Ispirato alla storia vera di Fanny Ben-Ami, arriva al cinema solo oggi e domani come film-evento per la Giornata della Memoria, Il Viaggio di Fanny, la pellicola diretta da Lola Doillon vincitrice del Giffoni Film Festival 2016.
Il Viaggio di Fanny è la storia vera della tredicenne Fanny Ben-Ami (Léonie Souchaud) e delle sue sorelle, lasciate dai genitori in una delle colonie francesi destinate a proteggere i minori dai dai rischi della guerra. Lì conoscono altri coetanei e con loro, quando i rastrellamenti nazisti si intensificano e inaspriscono, sono costrette alla fuga. Questi bambini dovranno fare appello a tutta la loro forza interiore e al loro coraggio per affrontare pericoli e peripezie nel tentativo di raggiungere il confine svizzero e salvarsi.
Dovranno fare i conti con la fame, con il freddo, con l’odio dei nemici, ma incontreranno talvolta persone disposte a proteggerli anche a rischio della propria vita. Anche nelle difficoltà più ardue e nella paura riusciranno però a conservare il loro essere bambini, imparando ad essere indipendenti e scoprendo il valore della solidarietà e dell’amicizia.

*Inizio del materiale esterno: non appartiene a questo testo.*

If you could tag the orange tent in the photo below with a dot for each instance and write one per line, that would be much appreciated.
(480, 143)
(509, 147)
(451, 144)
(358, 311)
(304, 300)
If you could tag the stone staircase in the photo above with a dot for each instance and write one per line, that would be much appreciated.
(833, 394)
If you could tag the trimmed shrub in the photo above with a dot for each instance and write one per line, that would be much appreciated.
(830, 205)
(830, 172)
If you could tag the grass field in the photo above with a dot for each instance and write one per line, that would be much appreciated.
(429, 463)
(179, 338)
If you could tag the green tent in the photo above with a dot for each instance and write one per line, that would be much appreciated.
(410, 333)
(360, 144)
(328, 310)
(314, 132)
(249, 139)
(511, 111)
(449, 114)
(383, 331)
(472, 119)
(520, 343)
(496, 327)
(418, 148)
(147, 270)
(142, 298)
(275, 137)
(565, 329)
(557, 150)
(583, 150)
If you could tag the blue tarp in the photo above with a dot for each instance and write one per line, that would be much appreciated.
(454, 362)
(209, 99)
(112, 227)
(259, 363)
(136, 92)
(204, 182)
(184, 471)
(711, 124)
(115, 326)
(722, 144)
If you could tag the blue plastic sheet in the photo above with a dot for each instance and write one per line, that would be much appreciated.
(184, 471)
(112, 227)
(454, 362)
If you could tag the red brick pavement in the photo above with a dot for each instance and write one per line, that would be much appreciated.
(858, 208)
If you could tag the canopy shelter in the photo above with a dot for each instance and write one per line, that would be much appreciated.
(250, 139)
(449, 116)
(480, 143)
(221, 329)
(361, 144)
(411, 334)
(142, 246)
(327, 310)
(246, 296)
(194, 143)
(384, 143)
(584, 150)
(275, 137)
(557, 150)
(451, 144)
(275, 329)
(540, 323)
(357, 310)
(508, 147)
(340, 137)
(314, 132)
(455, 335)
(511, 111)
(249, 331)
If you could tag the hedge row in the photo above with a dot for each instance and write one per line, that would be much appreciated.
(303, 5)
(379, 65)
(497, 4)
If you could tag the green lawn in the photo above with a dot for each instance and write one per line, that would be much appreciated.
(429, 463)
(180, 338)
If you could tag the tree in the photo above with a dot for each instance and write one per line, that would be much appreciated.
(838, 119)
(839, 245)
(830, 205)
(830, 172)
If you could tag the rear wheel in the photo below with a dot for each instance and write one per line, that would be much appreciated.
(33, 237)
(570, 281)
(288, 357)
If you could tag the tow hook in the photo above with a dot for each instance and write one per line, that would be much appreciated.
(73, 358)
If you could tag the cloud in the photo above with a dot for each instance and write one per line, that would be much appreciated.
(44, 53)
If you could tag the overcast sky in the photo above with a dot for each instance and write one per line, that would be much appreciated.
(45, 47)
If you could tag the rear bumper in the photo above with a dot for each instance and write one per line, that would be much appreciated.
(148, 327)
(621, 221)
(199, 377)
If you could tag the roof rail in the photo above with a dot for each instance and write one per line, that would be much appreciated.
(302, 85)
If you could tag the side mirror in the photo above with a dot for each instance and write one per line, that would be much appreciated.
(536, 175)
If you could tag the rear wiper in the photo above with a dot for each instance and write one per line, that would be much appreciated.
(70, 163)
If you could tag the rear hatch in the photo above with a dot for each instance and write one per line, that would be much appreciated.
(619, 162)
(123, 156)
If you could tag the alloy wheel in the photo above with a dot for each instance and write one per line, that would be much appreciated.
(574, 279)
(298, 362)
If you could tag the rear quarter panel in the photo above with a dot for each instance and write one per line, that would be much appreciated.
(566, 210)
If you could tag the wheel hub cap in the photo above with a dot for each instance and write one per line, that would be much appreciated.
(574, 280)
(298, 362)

“Volevo raccontare la storia di chi è costretto a crescere velocemente – spiega Lola Doillon – e il cuore del film è costituito proprio dal passaggio dall’infanzia all’adolescenza e dalle esperienze emotive di questi giovani eroi: l’angoscia derivante dalla separazione, la paura dell’ignoto, dell’oblio – al quale Fanny si oppone usando una macchina fotografica –, della morte, ma anche dalla loro energia positiva, dal loro coraggio e dalla loro perseveranza”.
Anche se il film si svolge nella Francia occupata, la regista ha lasciato fuori campo le immagini del conflitto o quelle dell’arresto dei genitori. Quello che le importava era infatti adottare il punto di vista dei bambini: “quello che mi interessava – continua – era vivere quegli avvenimenti attraverso gli occhi di un gruppo di bambini. Di mostrare come quei bambini, che non si trovavano sotto i bombardamenti, ma che avevano comunque subito la violenza dell’abbandono e la paura di restare orfani, avessero vissuto la guerra, e di riprodurre tutto questo dal loro punto di vista”.
Il progetto è servito a Lola Doillon anche per raccontare un periodo difficile della nostra storia ai ragazzi più giovani: “molti di loro – aggiunge – ancora non conoscono o, secondo la loro età, sanno poco di questo periodo della Storia, e intanto gli ultimi testimoni stanno invecchiando e spariscono un po’ alla volta”. Il film diventa dunque uno straordinario veicolo di trasmissione della memoria della Shoah – anche se sempre a misura di bambino.
È questo l’elemento che ha convinto Fanny Ben-Ami a cedere i diritti del suo libro proprio a Lola Doillon: “desidero che il mio messaggio venga compreso, affinché alcune cose non si ripetano – sottolinea – viviamo in un’epoca molto fragile, da ogni parte si levano voci che ricordano moltissimo quelle che si sentivano allora. Questo è molto pericoloso, anche per coloro che non sono ebrei. Perché dopo gli ebrei, andranno in cerca di altri bersagli. Ci riguarda tutti”.
Per questo la regista e gli attori hanno avvertito un grande senso di responsabilità nel portare sullo schermo la storia di Fanny Ben-Ami: “mi sono chiesta se fossi legittimata a raccontare una storia come questa e a parlare di bambini ebrei non essendo io ebrea – sottolinea e conclude Lola Doillon – ma poi mi sono decisa, dicendomi che si tratta di una storia che riguarda la Francia, l’Europa, e che in quanto tale avevo il diritto – perfino il dovere – di raccontarla”.